Iwafune Station (岩舟駅, Iwafune-eki) is a railway station in the city of Tochigi, Tochigi Prefecture, Japan, operated by the East Japan Railway Company (JR East).

==Lines==
Iwafune Station is served by the Ryōmō Line, and is located 19.3 km from the terminus of the line at Oyama Station.

==Station layout==
Iwafune Station has a single island platform and a single side platform connected to the station building by a footbridge. The station is unattended.

===Platforms===

| 1 | ■ Ryōmō Line | for Tochigi for Oyama |
| 2, 3 | ■ Ryōmō Line | for Sano, and Takasaki |

==History==
Iwafune Station was opened on 10 October 1889 as Iwafune Station (岩船駅, Iwafune-eki). It was renamed to its present kanji spelling on 1 March 1902. The station was absorbed into the JR East network upon the privatization of the Japanese National Railways (JNR) on 1 April 1987.

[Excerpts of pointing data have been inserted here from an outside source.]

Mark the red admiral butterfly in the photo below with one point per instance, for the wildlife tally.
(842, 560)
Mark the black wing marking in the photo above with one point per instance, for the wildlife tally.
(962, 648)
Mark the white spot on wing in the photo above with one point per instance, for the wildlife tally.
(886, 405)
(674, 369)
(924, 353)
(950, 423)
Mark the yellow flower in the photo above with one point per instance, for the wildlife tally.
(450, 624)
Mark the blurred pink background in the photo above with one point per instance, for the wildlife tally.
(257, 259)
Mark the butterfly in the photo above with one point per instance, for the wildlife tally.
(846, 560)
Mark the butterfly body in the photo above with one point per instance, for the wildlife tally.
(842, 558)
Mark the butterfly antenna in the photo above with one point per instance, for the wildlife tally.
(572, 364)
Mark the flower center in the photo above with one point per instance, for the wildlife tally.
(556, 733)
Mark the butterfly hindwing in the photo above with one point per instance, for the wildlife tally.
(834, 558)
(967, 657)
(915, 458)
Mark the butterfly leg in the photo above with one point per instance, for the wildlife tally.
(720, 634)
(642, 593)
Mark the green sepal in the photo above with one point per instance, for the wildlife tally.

The current station structure was built in 1936 as a half-timbered building with a characteristic foundation made of regional "Iwafune stone". Originally it had a station master as depicted in the anime film listed below, and a lockable waiting room. As part of a renovation and simultaneous modernization, the part of the station master's accommodation was demolished by JR East in 2006 and the rest of the building was converted into an open waiting hall. The station has been in unstaffed operation since then.

==Passenger statistics==
In Fiscal 2011, the station was used by an average of 568 passengers daily (boarding passengers only).

==Surrounding area==
- Iwafune Post Office
- Iwafune Geological Museum

==Film setting==
In the 2007 animated film 5 Centimeters per Second, Takaki and Akari see each other for the last time at this station on 4 March 1995. Twelve years later, Akari departs from this station for her wedding in Tokyo. In the manga adaption of the film, Takaki also visits this station with his girlfriend in 2007.